Eine zu geringe Eisenzufuhr liegt meistens an einer vegetarischen oder veganen Ernährung. Eisen ist vor allem in tierischen Produkten wie Fleisch enthalten. Es gibt auch eisenreiche pflanzliche Nahrungsmittel, insbesondere Hülsenfrüchte wie Linsen, Sojabohnen oder Kichererbsen und Blattgemüse wie Mangold oder Fenchel. Der menschliche Magen-Darm-Trakt kann das Eisen daraus jedoch schlechter aufnehmen als aus tierischen Nahrungsmitteln.
Wenn der Eisenmangel behoben ist (je nach Ursache durch eine Ernährungsumstellung, Medikamente etc.) kann den Haarwurzeln noch direkt geholfen werden: Durch eine begleitende PRP Behandlung. Bei einer PRP Behandlung wird Blut des Patienten entnommen und in die einzelnen Bestandteile zerlegt: Erythrozyten, Thrombozytenarmes Plasma, Thrombozytenreiches Plasma sowie PRP (Platelet Rich Plasma). In PRP sind besonders viele Blutplättchen und Nährstoffe enthalten.
Sollte der Eisenmangel lange anhalten und schwerwiegend sein, können sich oft nicht mehr alle Haarwurzeln erholen. Wenn sich das Haarwachstum nicht mehr einsetzen sollte, können diese Bereiche mit einer Haartransplantation wieder aufgefüllt werden. Hierbei werden einzelne Haarfollikel aus einem geeigneten Spenderareal entnommen und in den betroffenen Regionen wieder eingesetzt.

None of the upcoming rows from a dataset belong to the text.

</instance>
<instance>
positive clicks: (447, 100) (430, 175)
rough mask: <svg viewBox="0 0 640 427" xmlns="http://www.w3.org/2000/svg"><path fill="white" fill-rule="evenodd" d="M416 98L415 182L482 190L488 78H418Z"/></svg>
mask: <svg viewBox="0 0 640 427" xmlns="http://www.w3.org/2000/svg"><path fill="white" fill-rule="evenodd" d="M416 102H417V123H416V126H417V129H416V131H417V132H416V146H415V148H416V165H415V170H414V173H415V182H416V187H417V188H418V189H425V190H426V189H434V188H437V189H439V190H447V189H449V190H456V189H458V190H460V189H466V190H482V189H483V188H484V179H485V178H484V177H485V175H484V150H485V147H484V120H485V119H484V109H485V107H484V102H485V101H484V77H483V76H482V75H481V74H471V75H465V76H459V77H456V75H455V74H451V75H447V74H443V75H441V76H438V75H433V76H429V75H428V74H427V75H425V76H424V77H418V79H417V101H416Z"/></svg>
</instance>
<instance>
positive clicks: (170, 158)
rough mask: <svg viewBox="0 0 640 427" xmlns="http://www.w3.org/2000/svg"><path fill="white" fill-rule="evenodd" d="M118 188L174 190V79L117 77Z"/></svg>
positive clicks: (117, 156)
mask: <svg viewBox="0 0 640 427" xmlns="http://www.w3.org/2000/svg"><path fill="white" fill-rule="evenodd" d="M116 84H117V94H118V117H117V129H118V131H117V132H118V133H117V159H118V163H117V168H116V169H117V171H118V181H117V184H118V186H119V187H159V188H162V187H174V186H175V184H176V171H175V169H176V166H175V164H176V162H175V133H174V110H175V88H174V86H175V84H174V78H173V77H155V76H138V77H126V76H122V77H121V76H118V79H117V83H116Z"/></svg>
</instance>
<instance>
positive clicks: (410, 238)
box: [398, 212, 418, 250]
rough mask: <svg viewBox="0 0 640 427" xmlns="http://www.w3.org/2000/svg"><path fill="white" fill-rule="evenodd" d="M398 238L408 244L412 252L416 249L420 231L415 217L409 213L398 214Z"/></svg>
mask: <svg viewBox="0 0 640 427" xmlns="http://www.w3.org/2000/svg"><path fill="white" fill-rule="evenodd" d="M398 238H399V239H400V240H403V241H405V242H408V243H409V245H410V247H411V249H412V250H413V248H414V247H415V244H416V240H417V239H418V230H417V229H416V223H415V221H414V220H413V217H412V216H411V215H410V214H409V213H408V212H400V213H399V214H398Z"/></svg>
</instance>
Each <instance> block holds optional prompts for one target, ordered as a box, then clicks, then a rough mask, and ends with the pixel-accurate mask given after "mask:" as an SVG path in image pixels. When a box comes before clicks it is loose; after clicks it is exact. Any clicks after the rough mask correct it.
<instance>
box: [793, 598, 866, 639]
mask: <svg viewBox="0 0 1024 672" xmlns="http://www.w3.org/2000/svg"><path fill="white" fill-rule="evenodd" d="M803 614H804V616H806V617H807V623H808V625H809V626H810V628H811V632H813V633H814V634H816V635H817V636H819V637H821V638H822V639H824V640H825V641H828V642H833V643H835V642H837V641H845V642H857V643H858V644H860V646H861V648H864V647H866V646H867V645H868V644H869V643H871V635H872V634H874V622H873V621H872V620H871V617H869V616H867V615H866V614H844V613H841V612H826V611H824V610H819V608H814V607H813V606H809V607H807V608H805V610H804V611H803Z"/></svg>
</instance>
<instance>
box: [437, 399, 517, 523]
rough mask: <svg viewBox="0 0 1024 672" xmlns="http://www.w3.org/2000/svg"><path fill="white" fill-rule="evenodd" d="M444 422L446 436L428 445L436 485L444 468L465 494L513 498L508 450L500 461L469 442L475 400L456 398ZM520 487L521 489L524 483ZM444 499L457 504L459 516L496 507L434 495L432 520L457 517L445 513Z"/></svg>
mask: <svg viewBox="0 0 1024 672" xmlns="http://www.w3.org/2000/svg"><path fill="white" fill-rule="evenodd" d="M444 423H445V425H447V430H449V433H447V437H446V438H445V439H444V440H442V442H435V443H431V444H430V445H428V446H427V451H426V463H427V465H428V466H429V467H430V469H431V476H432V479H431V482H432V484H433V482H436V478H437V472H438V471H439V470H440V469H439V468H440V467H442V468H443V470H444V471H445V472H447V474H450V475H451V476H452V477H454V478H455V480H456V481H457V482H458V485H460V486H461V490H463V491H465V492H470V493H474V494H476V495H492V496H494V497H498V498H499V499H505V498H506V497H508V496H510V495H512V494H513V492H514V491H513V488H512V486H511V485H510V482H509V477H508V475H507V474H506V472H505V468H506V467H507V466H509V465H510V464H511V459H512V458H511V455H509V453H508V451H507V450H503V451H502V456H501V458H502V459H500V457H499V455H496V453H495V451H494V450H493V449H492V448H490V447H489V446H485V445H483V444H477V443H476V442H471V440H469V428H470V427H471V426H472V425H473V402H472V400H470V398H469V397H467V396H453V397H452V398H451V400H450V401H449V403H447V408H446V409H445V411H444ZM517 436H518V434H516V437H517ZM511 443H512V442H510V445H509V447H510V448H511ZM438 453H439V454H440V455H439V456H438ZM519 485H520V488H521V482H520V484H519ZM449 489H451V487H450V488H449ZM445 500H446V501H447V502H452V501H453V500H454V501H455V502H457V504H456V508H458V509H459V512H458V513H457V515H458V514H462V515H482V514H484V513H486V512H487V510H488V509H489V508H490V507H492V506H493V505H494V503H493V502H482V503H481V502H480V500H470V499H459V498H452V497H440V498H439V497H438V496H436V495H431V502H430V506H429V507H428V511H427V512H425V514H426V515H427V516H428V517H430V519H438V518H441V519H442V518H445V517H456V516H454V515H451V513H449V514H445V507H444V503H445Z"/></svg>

Immer häufiger wird von Patienten die Umwelt als mögliche Ursache für einen Haarverlust angesehen. Es gibt keine Hinweise dafür, daß die chemische Belastung der Umwelt zu einem vermehrten Haarverlust führt. Isolierte Analysen der Haare auf Umweltgifte sind deshalb fast immer unbegründet; sie bringen keinen Nutzen, da zumeist exogen beigebrachte Verunreinigungen durch Kosmetika oder Badewasser nachgewiesen werden.
Haarausfall kann viele Ursachen haben, doch mit gezielten Bluttests und der richtigen Therapie lässt sich das Haarwachstum unterstützen und der Haarausfall reduzieren. Eine frühzeitige Diagnose und Behandlung sind entscheidend, um langfristige Schäden an den Haarwurzeln zu vermeiden.